Sensations
by Assimbya
Summary: Mina muses on the blood exchange of October Second during the long month when, still in the Count's thrall, she prepares to kill him.


In the long month that she spends between life and death, it seems as though she can think of nothing but the sensations of that night. She obsessively reaches to her neck to the spot where his fangs pierced the delicate skin. It seems as though she will always feel the pain of his fangs in her neck, for it did hurt dreadfully, and at the time she almost screamed. She can remember everything about that moment, from the awkward angle he held her neck at to the way her breathing hitched at the moment when he sunk his fangs deep into her neck, that small thing the only sign of her distress.

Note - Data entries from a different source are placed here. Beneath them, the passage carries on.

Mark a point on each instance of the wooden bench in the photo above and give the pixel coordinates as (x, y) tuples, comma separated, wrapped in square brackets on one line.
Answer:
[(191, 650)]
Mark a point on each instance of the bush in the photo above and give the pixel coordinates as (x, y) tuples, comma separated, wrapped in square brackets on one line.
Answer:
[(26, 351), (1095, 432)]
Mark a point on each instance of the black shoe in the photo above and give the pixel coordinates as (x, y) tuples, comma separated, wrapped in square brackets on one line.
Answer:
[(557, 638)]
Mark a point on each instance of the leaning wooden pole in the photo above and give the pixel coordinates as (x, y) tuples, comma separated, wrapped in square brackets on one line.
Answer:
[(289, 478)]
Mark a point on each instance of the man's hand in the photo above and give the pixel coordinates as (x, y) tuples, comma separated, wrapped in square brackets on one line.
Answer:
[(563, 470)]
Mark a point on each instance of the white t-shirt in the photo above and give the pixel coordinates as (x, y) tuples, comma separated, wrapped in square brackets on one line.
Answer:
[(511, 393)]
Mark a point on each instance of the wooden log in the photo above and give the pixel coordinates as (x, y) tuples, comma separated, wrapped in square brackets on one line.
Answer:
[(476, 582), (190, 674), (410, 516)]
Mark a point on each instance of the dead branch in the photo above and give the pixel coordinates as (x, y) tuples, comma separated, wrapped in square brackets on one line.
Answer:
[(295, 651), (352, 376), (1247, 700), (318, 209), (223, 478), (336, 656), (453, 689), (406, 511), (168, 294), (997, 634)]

Her hands constantly twist in her lap, one hand grabbing the other so tightly it is almost as though the bones will snap as she tries, unconsciously, to replicate the way he held both of her hands, oh, so horribly tightly as he pressed her mouth to his chest. Often she bites the inside of her mouth until the blood flows into her mouth, exactly the way his did, and she wants to gag but instead her body swallows it eagerly.

She is constantly replicating what he did to her that night in those small ways, those little things, hardly noticeable, though Jonathan does notice.

They also think that she doesn't notice her body physically changing, she can tell. But how could she not notice it? She is mad painfully, constantly aware of it with every instant. The thought of eating makes her nauseous, and every time she eats she finds herself vomiting it all back up, though she must hide this fact from Jonathan, as it would worry him terribly.

She is scared to be around Jonathan as well, because there are moments when she can feel her teeth sharp in her mouth and she finds herself running her tongue over them as she imagines sinking them into his skin as she holds his body close to hers, eagerly swallowing his life, his vitality, even though there is so little of that now in poor Jonathan with his white hair and the wrinkles on his brow.

But she hides it all well, spending the evenings sewing even though she has never liked doing so, her head lowered to hide the burn mark on her forehead, that sign of shame. She keeps her hands busy with the stitching and mending so that they won't twist compulsively in her lap until they are red, just as they were after that night.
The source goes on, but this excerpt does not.